Sur le vif - Jeudi 27.05.21 - 14.50h
 
 
Je suis souverainiste, depuis toujours. Et je suis profondément européen. Non au sens de la machinerie de l'UE, mais dans celui, autrement plus fondateur, de mon appartenance totale à ce continent que j'aime, au sein duquel je voyage depuis six décennies, dont je parle une ou deux langues, en tentant d'en apprivoiser quelques autres, dont l'Histoire m'habite et me passionne.
 
Toute ma formation, tous mes chemins de connaissance, le français, l'allemand, le latin, le grec, puis l'italien, un peu de grec moderne, me mènent à l'Europe. Elle est mon terroir, mon terreau, je lis ses écrivains, j'écoute ses musiciens. J'ai passé pas mal de temps en Allemagne, y compris à l'époque de la DDR, j'ai étudié avec passion la littérature allemande, je prépare une Histoire de l'Allemagne en 144 épisodes, dont 32 sont déjà publiés. Je lis la presse européenne en plusieurs langues, je m'essaye aux journaux grecs, mais là, j'ai encore un sacré boulot.
 
Tout ça, pour inviter mes compatriotes à partager mon amour du continent. Je ne suis pas un occidental, encore moins un atlantiste, le monde anglo-saxon ne m'attire guère, je vibre pour l'Europe continentale, les Balkans, le Proche-Orient (où je me suis rendu maintes fois), l'Afrique du Nord. Je rends hommage à mes parents, qui nous ont permis, ma soeur et moi, de découvrir de fabuleux pays, dans notre enfance, aujourd'hui lointaine. Le Proche-Orient, justement, mais aussi par exemple la Scandinavie, été 1968, avec un voyage mémorable jusqu'au Cap Nord, et retour, dans la Mercedes 280 S de mon père.
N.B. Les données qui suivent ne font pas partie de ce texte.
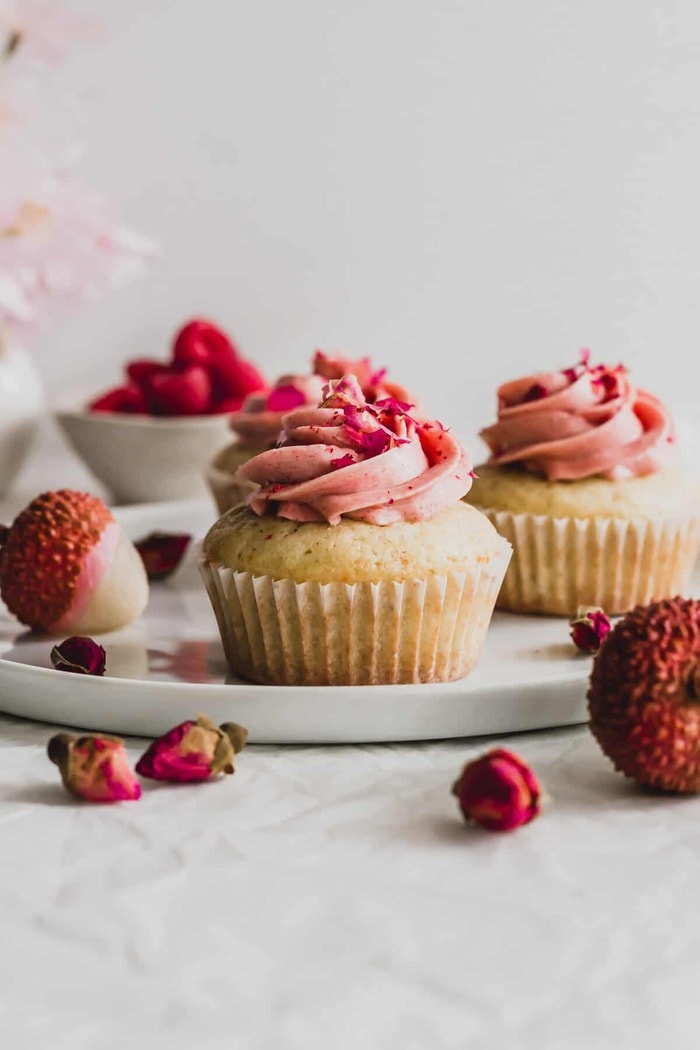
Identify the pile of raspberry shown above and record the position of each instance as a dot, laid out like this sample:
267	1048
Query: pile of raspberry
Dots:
206	375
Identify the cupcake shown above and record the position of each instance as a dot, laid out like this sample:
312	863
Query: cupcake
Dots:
258	424
581	481
356	561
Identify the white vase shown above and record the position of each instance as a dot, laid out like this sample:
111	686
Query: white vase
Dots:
21	408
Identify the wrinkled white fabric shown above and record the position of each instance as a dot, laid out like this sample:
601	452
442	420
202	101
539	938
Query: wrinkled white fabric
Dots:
332	897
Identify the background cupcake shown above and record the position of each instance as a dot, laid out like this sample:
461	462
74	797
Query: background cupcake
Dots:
258	424
581	481
356	561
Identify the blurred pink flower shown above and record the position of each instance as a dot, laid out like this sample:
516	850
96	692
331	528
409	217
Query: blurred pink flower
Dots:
59	243
29	28
58	240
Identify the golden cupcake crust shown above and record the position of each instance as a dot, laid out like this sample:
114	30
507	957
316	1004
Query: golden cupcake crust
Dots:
666	494
453	541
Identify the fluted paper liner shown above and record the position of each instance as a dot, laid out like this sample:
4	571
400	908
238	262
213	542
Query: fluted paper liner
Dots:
281	632
560	563
227	488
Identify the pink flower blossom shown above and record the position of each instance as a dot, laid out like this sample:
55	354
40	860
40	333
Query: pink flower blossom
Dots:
93	768
497	791
192	751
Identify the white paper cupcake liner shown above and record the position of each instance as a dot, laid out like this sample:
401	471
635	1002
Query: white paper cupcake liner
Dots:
277	631
560	563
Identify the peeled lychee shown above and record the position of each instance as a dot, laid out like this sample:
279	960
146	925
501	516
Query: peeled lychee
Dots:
67	566
644	695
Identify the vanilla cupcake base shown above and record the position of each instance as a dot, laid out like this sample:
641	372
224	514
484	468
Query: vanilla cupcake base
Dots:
561	563
281	632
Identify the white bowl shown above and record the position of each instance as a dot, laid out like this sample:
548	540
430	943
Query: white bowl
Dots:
145	458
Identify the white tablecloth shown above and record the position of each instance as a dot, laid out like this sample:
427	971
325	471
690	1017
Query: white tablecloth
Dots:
333	898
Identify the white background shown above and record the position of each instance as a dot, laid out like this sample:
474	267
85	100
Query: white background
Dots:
466	189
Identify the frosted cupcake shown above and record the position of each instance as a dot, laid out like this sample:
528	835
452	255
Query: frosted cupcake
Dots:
258	424
581	481
356	562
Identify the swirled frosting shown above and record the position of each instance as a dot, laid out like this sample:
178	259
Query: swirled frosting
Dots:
259	421
373	381
579	422
349	458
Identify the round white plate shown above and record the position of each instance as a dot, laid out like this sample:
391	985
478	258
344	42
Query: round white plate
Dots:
169	666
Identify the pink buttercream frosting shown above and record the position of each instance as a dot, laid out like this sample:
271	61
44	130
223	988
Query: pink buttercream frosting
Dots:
353	459
259	421
579	422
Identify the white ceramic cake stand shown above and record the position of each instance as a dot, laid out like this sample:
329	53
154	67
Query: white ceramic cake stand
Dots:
170	665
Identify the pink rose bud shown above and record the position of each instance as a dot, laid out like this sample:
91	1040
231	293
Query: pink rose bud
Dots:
93	768
589	628
79	655
193	751
497	791
162	552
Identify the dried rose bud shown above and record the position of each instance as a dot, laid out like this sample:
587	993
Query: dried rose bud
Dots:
497	791
193	751
162	552
80	655
589	628
93	768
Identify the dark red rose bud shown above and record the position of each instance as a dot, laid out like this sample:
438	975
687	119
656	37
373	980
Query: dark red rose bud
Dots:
186	393
142	370
79	655
129	398
162	552
497	791
589	627
199	342
93	768
193	751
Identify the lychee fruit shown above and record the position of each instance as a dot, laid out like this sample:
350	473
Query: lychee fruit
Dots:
644	695
67	566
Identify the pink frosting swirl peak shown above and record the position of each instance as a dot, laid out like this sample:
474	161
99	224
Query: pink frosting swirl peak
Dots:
373	381
349	458
579	422
259	421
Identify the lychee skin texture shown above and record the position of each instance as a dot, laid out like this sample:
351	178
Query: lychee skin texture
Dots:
644	695
43	552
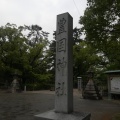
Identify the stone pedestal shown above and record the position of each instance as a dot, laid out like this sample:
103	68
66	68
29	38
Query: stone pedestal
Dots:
52	115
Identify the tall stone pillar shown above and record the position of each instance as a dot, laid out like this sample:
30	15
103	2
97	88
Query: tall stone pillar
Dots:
64	64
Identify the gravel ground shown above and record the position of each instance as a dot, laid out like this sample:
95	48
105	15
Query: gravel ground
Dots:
23	106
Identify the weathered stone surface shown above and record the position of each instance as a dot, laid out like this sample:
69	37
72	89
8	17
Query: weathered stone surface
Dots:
51	115
64	64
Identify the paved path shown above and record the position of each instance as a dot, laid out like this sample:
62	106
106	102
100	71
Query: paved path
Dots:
23	106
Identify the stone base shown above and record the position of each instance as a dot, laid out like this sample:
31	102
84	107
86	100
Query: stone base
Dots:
51	115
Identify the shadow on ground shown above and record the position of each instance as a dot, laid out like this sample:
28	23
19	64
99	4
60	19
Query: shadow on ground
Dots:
23	106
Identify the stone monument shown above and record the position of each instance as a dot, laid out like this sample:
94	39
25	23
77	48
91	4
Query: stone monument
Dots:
64	74
64	64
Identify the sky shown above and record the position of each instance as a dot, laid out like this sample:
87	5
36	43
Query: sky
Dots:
40	12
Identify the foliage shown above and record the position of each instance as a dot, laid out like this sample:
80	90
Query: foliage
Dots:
23	48
101	26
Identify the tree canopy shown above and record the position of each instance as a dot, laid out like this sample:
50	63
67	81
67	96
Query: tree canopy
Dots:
23	49
101	26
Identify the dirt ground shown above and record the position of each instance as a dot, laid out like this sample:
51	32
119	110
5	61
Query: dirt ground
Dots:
23	106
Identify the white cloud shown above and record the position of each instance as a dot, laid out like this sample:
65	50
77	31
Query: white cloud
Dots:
41	12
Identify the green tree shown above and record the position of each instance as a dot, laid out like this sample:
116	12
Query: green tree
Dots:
24	48
101	26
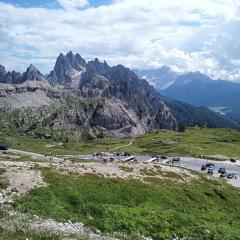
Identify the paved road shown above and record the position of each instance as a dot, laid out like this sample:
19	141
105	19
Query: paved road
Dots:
189	163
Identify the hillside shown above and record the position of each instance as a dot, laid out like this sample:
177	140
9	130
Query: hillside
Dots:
199	90
54	198
92	100
86	98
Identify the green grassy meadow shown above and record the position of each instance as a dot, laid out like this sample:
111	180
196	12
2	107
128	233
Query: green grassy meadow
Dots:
194	141
198	210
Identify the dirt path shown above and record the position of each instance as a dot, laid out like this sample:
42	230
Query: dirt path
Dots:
34	156
129	144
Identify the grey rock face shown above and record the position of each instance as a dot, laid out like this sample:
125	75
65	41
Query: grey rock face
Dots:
9	77
67	70
32	74
108	101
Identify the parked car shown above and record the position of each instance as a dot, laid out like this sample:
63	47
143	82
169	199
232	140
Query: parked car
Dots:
211	167
230	176
176	159
204	167
210	171
4	147
221	170
223	175
210	164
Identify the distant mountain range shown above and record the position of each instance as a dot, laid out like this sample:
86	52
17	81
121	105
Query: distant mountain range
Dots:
93	99
160	78
198	89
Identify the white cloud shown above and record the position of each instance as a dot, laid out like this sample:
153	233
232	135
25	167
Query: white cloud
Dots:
70	4
185	34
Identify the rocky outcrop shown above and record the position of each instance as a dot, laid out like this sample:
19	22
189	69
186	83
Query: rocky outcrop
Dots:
107	101
67	70
9	77
32	74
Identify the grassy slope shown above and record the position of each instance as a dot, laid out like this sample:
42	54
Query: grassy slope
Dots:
195	141
201	209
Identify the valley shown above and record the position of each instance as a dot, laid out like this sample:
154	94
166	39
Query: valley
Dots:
55	190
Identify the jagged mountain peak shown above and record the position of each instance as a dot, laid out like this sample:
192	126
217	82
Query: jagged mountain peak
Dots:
32	74
2	70
68	69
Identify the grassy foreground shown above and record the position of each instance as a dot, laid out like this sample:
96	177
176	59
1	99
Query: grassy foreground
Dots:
198	210
193	142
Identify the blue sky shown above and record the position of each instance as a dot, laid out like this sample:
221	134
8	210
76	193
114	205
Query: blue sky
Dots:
51	3
187	35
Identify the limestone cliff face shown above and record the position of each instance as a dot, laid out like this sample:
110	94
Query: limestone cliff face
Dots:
109	101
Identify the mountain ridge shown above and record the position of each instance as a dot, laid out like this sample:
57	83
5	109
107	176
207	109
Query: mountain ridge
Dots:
91	96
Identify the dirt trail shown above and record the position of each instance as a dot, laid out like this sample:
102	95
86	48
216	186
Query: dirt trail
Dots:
34	156
129	144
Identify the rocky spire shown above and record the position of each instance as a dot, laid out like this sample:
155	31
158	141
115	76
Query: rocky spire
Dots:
32	74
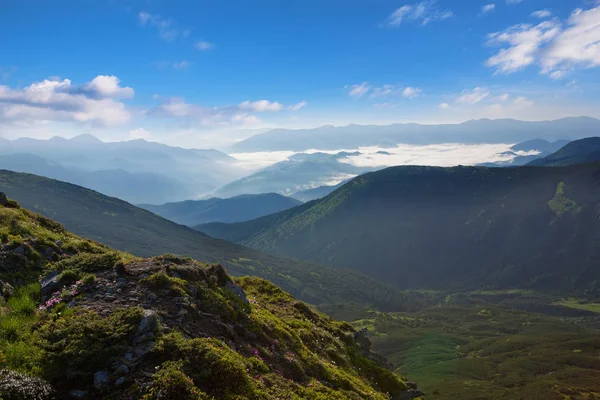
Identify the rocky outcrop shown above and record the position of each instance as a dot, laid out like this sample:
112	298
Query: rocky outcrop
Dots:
16	386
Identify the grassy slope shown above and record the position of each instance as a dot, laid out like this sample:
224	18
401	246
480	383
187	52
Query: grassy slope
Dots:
128	228
487	349
576	152
234	209
277	347
485	227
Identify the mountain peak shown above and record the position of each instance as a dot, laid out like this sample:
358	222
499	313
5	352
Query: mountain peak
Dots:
86	138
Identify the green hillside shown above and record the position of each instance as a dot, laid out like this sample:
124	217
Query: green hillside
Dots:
131	229
576	152
233	209
461	227
103	324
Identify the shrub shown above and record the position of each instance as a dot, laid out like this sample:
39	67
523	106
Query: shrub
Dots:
22	304
16	386
86	262
84	341
88	279
161	280
170	383
68	277
10	326
212	365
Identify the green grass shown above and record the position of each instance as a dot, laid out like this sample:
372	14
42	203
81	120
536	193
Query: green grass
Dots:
141	233
579	305
490	351
560	204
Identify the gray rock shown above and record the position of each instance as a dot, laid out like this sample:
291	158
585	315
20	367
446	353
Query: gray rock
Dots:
6	289
101	380
50	284
19	250
122	370
148	324
78	394
120	381
238	291
409	394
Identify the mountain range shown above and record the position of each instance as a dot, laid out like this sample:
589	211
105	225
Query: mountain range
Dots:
329	137
299	172
128	228
136	170
234	209
577	152
527	227
536	149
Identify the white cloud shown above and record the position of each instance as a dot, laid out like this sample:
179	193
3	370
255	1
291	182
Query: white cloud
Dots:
524	43
523	102
140	133
577	45
261	106
166	26
424	11
390	90
488	8
557	48
59	100
502	97
297	106
5	72
181	65
359	90
385	90
204	45
223	115
473	96
411	92
541	14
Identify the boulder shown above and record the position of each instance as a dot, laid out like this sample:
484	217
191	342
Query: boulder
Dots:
6	289
78	394
120	381
360	337
148	323
101	380
238	291
50	284
14	385
122	370
409	394
20	250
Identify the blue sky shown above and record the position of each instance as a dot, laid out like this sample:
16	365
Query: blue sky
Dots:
202	73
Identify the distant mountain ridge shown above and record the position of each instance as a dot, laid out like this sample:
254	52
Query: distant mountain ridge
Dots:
470	132
541	146
170	173
128	228
527	227
300	172
577	152
233	209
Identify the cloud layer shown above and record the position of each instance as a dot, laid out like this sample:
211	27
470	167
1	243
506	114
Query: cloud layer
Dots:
59	100
556	47
423	12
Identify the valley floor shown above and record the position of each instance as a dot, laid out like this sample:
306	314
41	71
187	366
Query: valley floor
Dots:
494	345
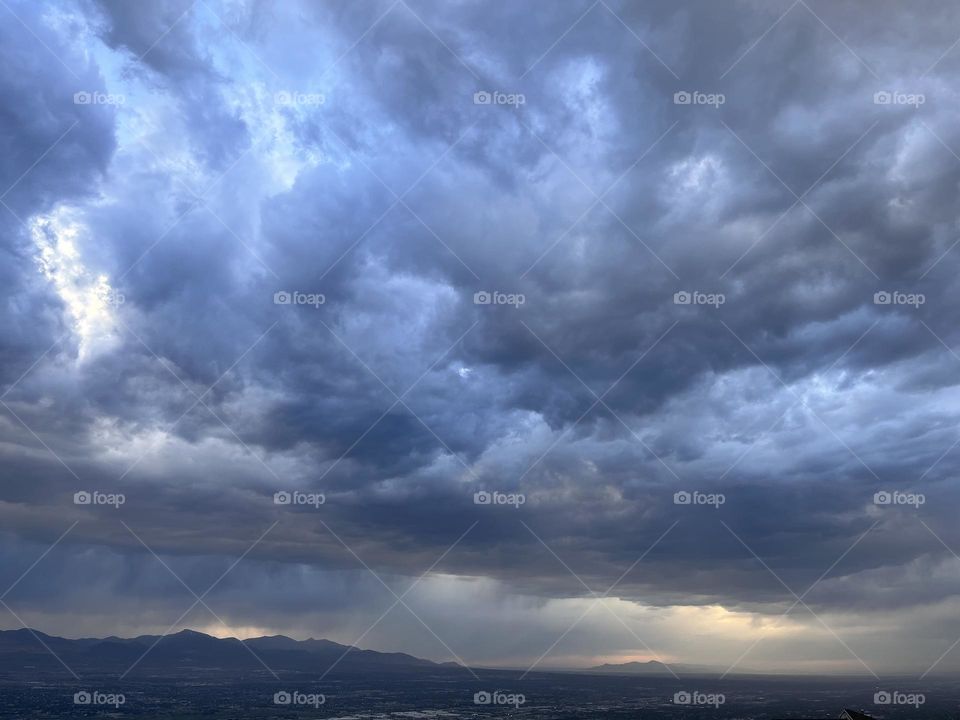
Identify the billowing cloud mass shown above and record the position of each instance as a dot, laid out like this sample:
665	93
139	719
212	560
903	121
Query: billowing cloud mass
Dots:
680	277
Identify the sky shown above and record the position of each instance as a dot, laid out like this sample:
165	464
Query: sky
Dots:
518	334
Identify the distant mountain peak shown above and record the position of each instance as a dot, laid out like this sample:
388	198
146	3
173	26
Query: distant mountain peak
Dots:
197	651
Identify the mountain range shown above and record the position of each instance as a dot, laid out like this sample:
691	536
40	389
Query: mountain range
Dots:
31	650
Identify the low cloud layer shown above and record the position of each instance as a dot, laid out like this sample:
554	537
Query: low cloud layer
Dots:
678	278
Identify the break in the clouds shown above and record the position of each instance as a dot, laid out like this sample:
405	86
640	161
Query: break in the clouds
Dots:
676	280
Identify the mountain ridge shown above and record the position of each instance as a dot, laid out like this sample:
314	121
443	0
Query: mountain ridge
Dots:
187	648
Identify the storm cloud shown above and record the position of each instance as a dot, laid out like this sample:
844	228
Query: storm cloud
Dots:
680	276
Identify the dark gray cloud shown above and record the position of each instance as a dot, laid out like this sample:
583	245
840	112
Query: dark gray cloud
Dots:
338	150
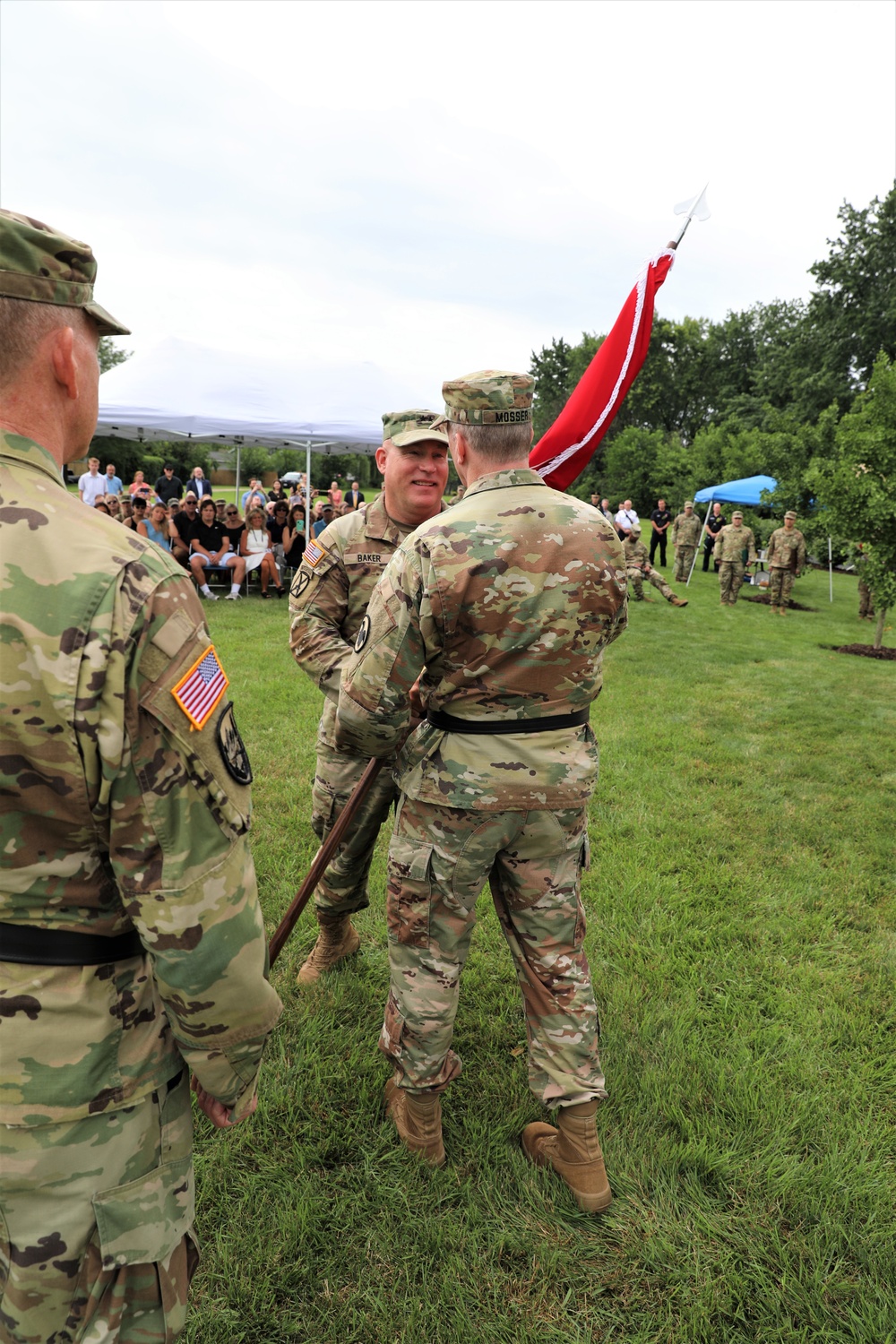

Inoubliable.
 
Pourquoi j'écris ça ? Pour bien séparer deux choses. Le sentiment profond d'appartenance au continent européen (en Prusse, en Saxe, en Thuringe où vécurent Bach et Luther, je me sens chez moi, tout autant que dans un monastère perdu de la Grèce). Et puis, d'un autre côté, la défense d'une Suisse intraitable sur son indépendance, sa souveraineté. Non parce qu'elle est la Suisse, mais parce que toute nation doit être souveraine, ou n'être pas, sans troisième voie. Le destin de notre pays, pour moi, n'est pas de se fondre dans une entité supérieure. Collaborer, oui. Échanger. Apprendre à se connaître. Partager la culture, les langues. Mais en demeurant souverain.
 
J'écris ça, aussi, parce que je couvre l'actualité Suisse-Europe depuis plus de trente ans, depuis Delamuraz, dont le souvenir illumine encore ma mémoire. J'ai couvert tous les combats, EEE, bilatérales, initiatives de l'UDC. Et maintenant, j'aspire à l'apaisement. Cet accord institutionnel était touffu, atrocement mal fagoté, le Conseil fédéral a mille fois bien fait de tirer la prise. Maintenant, il nous faut nous calmer. Respirer. Ne rien précipiter. Retirer le dossier aux diplomates et aux technocrates. Prendre quelques années pour nous demander, entre nous, les citoyennes et citoyens suisses, ce que nous voulons, en termes de politique européenne.
 
Laissons, quelques années, nos amis Européens tranquilles, tout en maintenant avec eux des relations de confiance et de respect mutuel. Et instaurons le seul débat qui vaille : non pas celui des Suisses avec l'Europe, mais celui des Suisses avec la Suisse. Car à l'intérieur de notre pays complexe et fragile, la plus grande conquête n'est pas d'aller vers la connaissance de l'univers. Mais vers celle de nous-mêmes. Notre petit pays, riche de ses tranquilles inquiétudes, en vaut la peine.